Alternatively, you are saying that an AI can’t make great definitions unless it is aligned, which I think is just plainly wrong; I think getting an unaligned language model to make good-as-human definitions is maybe somewhere around as difficult as getting an unaligned language model to hold a conversation. “What is the definition of X?” is about as hard a question as “In which country can I find Mount Everest?” or “Write me a poem about the Spring season.”
I don’t think my proposed strategy is analogous to that, but I’ll answer in good faith just in case.
If that description of a strategy is knowingly abstract compared to the full concrete details of the strategy, then the description may or may not turn out to describe a good strategy, and the description may or may not be an accurate description of the strategy and its consequences.
If there is no concrete strategy to make explicitly stated which the abstract statement is describing, then the statement appears to just be repositing the problem of AI alignment, and it brings us nowhere.
Surely creating the full concrete details of the strategy is not much different from “putting forth as-good-as-human definitions, finding objections for them, and then improving the definition based on considered objections.” I at least don’t see why the same mechanism couldn’t be used here (i.e. apply this definition iteration to the word “good”, and then have the AI do that, and apply it to “bad” and have the AI avoid that).
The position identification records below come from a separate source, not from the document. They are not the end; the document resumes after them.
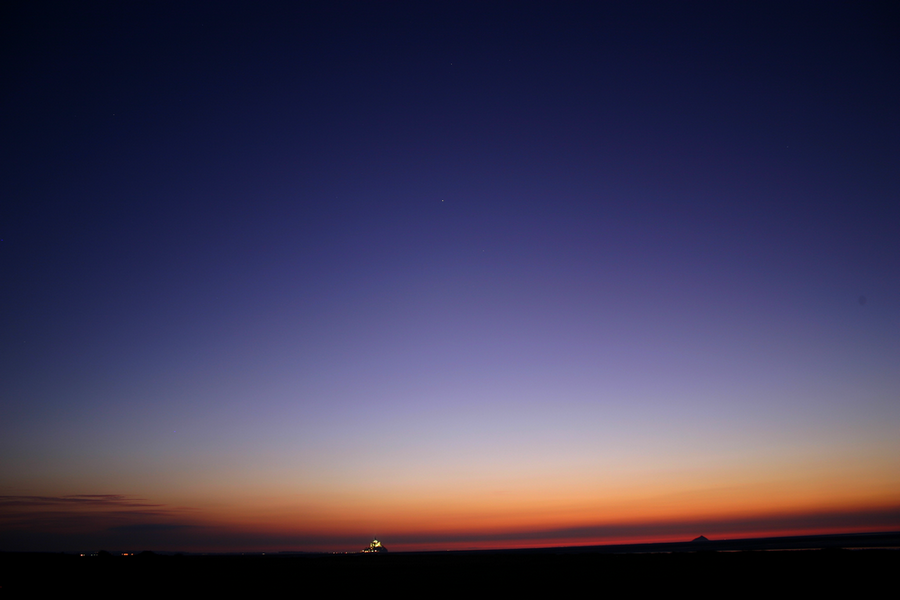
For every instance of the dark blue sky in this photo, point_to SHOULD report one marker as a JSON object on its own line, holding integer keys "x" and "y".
{"x": 518, "y": 230}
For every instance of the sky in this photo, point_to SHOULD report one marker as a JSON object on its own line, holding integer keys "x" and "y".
{"x": 291, "y": 276}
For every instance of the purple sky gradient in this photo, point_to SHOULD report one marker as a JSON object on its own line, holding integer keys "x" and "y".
{"x": 265, "y": 263}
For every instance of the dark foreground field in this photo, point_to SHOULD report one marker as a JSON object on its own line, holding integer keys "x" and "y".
{"x": 700, "y": 571}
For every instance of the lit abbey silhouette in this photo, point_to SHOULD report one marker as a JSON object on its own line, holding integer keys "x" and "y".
{"x": 375, "y": 546}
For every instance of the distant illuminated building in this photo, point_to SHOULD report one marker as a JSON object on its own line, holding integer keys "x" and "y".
{"x": 375, "y": 546}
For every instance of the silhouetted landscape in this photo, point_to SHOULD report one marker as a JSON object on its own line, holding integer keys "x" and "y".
{"x": 791, "y": 564}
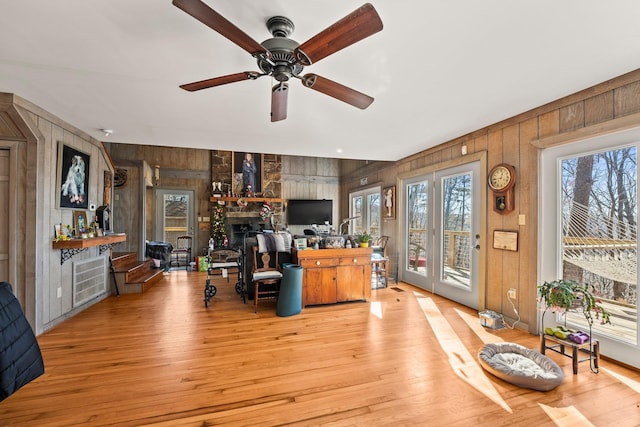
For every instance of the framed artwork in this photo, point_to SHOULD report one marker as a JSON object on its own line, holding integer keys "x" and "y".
{"x": 505, "y": 240}
{"x": 247, "y": 171}
{"x": 389, "y": 206}
{"x": 80, "y": 222}
{"x": 72, "y": 177}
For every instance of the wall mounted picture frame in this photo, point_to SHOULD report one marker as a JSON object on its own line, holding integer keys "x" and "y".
{"x": 80, "y": 222}
{"x": 389, "y": 202}
{"x": 505, "y": 240}
{"x": 72, "y": 177}
{"x": 247, "y": 170}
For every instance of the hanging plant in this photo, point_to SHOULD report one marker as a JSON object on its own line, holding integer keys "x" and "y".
{"x": 217, "y": 223}
{"x": 562, "y": 295}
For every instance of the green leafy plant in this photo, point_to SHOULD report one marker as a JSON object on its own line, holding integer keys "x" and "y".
{"x": 562, "y": 295}
{"x": 363, "y": 237}
{"x": 217, "y": 223}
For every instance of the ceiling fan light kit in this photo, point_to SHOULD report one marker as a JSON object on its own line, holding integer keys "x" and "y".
{"x": 283, "y": 58}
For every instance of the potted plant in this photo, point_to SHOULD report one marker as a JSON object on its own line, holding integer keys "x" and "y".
{"x": 363, "y": 239}
{"x": 562, "y": 295}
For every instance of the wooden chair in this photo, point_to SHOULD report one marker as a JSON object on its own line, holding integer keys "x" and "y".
{"x": 380, "y": 261}
{"x": 182, "y": 249}
{"x": 266, "y": 276}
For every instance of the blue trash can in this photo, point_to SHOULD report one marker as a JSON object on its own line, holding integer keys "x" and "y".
{"x": 290, "y": 298}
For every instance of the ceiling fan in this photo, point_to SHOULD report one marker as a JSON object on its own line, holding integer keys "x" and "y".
{"x": 283, "y": 58}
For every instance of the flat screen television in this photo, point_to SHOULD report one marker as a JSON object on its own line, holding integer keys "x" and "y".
{"x": 307, "y": 212}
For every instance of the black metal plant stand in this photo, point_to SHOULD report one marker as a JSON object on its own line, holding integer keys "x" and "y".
{"x": 592, "y": 347}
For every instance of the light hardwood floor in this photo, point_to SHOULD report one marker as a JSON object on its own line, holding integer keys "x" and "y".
{"x": 404, "y": 358}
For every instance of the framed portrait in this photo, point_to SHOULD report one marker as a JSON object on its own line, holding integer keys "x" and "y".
{"x": 80, "y": 222}
{"x": 247, "y": 171}
{"x": 389, "y": 205}
{"x": 72, "y": 177}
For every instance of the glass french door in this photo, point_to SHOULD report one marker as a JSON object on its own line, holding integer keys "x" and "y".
{"x": 174, "y": 214}
{"x": 441, "y": 227}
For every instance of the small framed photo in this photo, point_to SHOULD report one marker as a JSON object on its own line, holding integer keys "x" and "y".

If you see it as a different thing, can you explain why?
It’s much easier to get safe, effective definitions of ‘reason’, ‘hopes’, ‘worries’, and ‘intuitions’ on first tries than to get a safe and effective definition of ‘good’.
Because that’s not a plan, it’s a property of a solution you’d expect the plan to have. It’s like saying “just keep the reactor at the correct temperature”. The devil is in the details of getting there, and there are lots of subtle ways things can go catastrophically wrong.
Exactly. I notice you aren’t who I replied to, so the canned response I had won’t work. But perhaps you can see why most of his objections to my objections would apply to objections to that plan?
I proposed a strategy for an aligned AI that involves it terminally valuing to following the steps of a game that involves talking with us about morality, creating moral theories with the fewest paradoxes, creating plans which are prescribed by the moral theories, and getting approval for the plans.
You objected that my words-for-concepts were vague.
I replied that near-future AIs could make as-good-as-human-or-better definitions, and that the process of [putting forward as-good-as-human definitions, finding objections for them, and then improving the definition based on considered objections] was automatable.
You said the AI could come up with many more objections than you would.
I said, “okay, good.” I will add right now: just because it considers an objection, doesn’t mean the current definition has to be rejected; it can decide that the objections are not strong enough, or that its current definition is the one with the fewest/weakest objections.
Now I think you’re saying something like that it doesn’t matter if the AI can come up with great definitions if it’s not aligned and that my plan won’t work either way. But if it can come up with such great objection-solved definitions, then you seem to lack any explicitly made objections to my alignment strategy.
Alternatively, you are saying that an AI can’t make great definitions unless it is aligned, which I think is just plainly wrong; I think getting an unaligned language model to make good-as-human definitions is maybe somewhere around as difficult as getting an unaligned language model to hold a conversation. “What is the definition of X?” is about as hard a question as “In which country can I find Mount Everest?” or “Write me a poem about the Spring season.”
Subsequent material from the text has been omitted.